Maguire and his team tested the ability of exosome-encased AAV vectors to deliver FIX transgenes (Blood Adv, 23:2019–31, 2017). First, the researchers tested the exo-AAVs in cultured human liver cells and found that the vesicles were able to enter up to five times as many liver cells as the regular AAVs. Then, the team injected them into mice with hemophilia B and found that the exo-AAVs resulted in 10 times more gene product than transgenes delivered with standard AAVs, even in the presence of low to moderate antibody titers that completely neutralize standard AAVs.
“The exosome serves as a shield against antibodies and also as a carrier that can carry the virus,” explains Maguire. The approach has not yet been tested in humans.
Pros: Viral transgenes encapsulated in exosomes produce more gene product. This may allow the therapy to be administered at lower dosages, possibly avoiding the triggering of the immune threshold. It can also be used with a variety of transgenes.

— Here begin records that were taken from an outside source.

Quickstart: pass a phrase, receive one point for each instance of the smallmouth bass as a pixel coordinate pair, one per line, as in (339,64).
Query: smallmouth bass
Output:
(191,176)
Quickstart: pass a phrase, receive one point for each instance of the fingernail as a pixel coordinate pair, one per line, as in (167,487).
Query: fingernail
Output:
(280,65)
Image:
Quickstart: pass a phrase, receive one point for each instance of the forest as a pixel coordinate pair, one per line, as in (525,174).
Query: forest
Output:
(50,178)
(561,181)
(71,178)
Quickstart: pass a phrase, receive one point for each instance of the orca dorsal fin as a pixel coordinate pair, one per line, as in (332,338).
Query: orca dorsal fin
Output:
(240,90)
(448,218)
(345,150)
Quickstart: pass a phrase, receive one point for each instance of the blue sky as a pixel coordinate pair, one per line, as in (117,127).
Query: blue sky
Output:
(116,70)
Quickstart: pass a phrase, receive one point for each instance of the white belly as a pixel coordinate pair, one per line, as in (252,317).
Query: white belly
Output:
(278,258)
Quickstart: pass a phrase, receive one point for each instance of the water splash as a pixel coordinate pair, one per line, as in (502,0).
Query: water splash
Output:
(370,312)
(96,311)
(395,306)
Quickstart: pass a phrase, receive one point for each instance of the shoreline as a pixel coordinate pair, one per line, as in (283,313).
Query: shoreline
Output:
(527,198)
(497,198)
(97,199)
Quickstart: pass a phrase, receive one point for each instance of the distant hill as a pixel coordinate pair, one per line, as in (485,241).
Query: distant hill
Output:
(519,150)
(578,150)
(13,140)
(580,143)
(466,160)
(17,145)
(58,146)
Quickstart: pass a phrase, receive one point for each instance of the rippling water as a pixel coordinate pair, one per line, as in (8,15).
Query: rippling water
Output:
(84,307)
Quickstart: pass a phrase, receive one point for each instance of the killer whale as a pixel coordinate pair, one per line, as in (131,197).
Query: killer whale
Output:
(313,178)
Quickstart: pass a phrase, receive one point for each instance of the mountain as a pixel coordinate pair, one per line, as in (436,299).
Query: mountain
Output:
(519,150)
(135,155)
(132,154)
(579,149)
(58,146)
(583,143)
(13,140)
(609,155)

Cons: An exo-AAV–based therapy might still be susceptible to immune system detection when the exosome is shed and broken down in the cell, so people may still need immunosuppressants.
REDESIGNING THE COAT
The Researcher: Aravind Asokan, molecular geneticist at Duke University Medical School, and Mavis Agbandje-McKenna, structural biologist at the University of Florida
The Idea: Antibodies against AAVs attach to proteins on the surface of the virus’s outer coating and block it from entering cells. If the amino acid sequences of these surface proteins could be altered, they might be able to travel undetected in the bloodstream.
The Project: Asokan’s lab teamed up with Agbandje-McKenna to map the capsid, or outer coat, of an AAV. Using cryo-electron microscopy and 3-D image reconstruction, the researchers determined the exact protein binding sites that enable neutralizing antibodies to lock onto the AAV. They then used a process called structure-guided evolution to engineer new binding sites that cannot be recognized by those antibodies. They tested their capsid-carrying transgenes in mice and demonstrated that it could effectively evade antibodies in mice that were immunized against AAV and had very high titer levels of antibodies (PNAS, 114:E4812–21, 2017).
“You modify the surface sufficiently so that it becomes antigenically distinct, yet it retains the infectious quality of the virus,” Asokan says. He founded a company, StrideBio, that hopes to bring this technology to the clinic.
Pros: Altering the capsid surface enables the AAV virus to evade antibodies circulating in the blood.
Cons: It does not address T cell recognition, the cause of the delayed immune response to AAV, and would thus likely have to be used in conjunction with immunosuppressants.